При принятии решений очень важно выслушать мнение людей, которые высказывают хорошие и обоснованные аргументы, и в этом согласно большинство людей. Но мы также знаем, что далеко не безразлично также и то, кто именно высказывает эти аргументы. Разумеется, мы прислушиваемся ко всему, что говорится, но к некоторым лицам, в особенности к тем, кто благодаря своему служебному и общественному положению, возрасту или образованию обладает особым статусом, мы прислушиваемся особенно внимательно. Иногда это бывает полезно тем, что важные решения принимаются под влиянием людей очень знающих и обладающих релевантным опытом. В других случаях это приводит к тому, что мнение людей с большим опытом, но формально не имеющих профессионального образования, пропускают мимо ушей, между тем, как те говорят важные вещи.
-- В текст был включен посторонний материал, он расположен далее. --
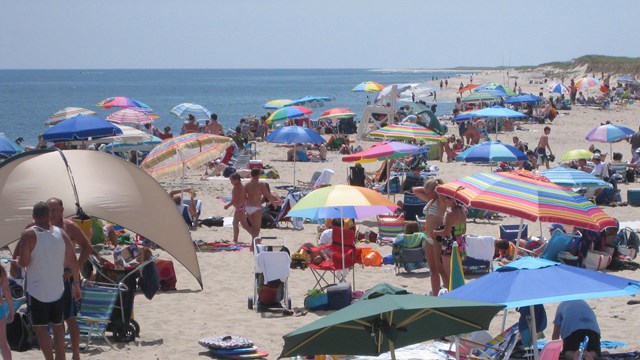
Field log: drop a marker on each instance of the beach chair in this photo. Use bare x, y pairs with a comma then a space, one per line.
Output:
389, 226
95, 312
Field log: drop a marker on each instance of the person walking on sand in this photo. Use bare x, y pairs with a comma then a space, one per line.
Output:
543, 146
45, 250
254, 191
238, 201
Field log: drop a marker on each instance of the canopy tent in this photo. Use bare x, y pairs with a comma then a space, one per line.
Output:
104, 186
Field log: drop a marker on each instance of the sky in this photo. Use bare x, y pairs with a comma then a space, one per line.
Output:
398, 34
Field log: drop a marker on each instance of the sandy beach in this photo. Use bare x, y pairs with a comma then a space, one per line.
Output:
173, 321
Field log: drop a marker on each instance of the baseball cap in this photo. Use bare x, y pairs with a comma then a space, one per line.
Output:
553, 227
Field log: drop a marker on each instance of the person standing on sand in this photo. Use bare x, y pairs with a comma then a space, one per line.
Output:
238, 201
254, 191
543, 146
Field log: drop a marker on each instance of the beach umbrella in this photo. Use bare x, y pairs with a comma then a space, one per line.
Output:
122, 102
559, 88
525, 282
337, 113
576, 154
573, 178
385, 321
184, 109
288, 112
8, 147
67, 113
310, 101
407, 131
368, 86
294, 135
586, 82
101, 185
384, 151
491, 151
523, 99
129, 116
173, 156
276, 104
527, 196
81, 127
Недавно один случай еще раз мне об этом напомнил. Дело было в пятницу во время обеденного перерыва. Я достала принесенный с собой завтрак и кофейную чашку и собралась спуститься вниз, в комнату, предназначенную для отдыха. Проходя мимо кабинета одного из сотрудников, я, заглянув в его открытую дверь, увидела там опрокинутую чашку и лужи кофе на столе, на полу, досталось даже дивану. Среди этого беспорядка хозяин кабинета был занят тем, что старательно вытирал лужи и наводил чистоту. Я испугалась, не случилось ли чего, и спросила его, не могу ли я чем-нибудь помочь, все ли у него благополучно. Он в ответ только радостно улыбнулся. Все, дескать, в полном порядке. Он, мол, тоже собирался спуститься в комнату отдыха, и вдруг мимоходом опрокинул на столе чашку, пролил кофе и все заляпал вокруг, даже корзинку в углу. Когда он наклонился, чтобы прибрать за собой и собрать намокшие вещи, он нашел важные бумаги, которых никак не мог найти вот уже несколько недель, так что теперь среди хаоса, воцарившегося в кабинете, он от радости был сам не свой. «Опрокинутая чашка — мое лучшее достижение за всю эту неделю!» — сказал он мне, и это прозвучало так убедительно, что я успокоилась, решив, что он сам справится с уборкой без моего вмешательства. Я пошла завтракать. Но из головы у меня не шли разные мысли по поводу его радости и уверенности. Мы посмеялись немножко, но отлично поняли, что значили его слова, и отнеслись к ним с уважением. Ну, а если бы кто-то другой сказал что-то подобное, и этот кто-то был бы пациентом? Мой коллега — знающий и уважаемый психолог, и потому спокойно может себе позволить такие высказывания. Как, впрочем, и я в настоящее время. Но я вздрагиваю, когда думаю, что было бы, если бы я сказала такое лет пятнадцать назад: как бы это тогда было воспринято окружающими? Потому что иногда главное не то, что было сказано, а статус говорящего.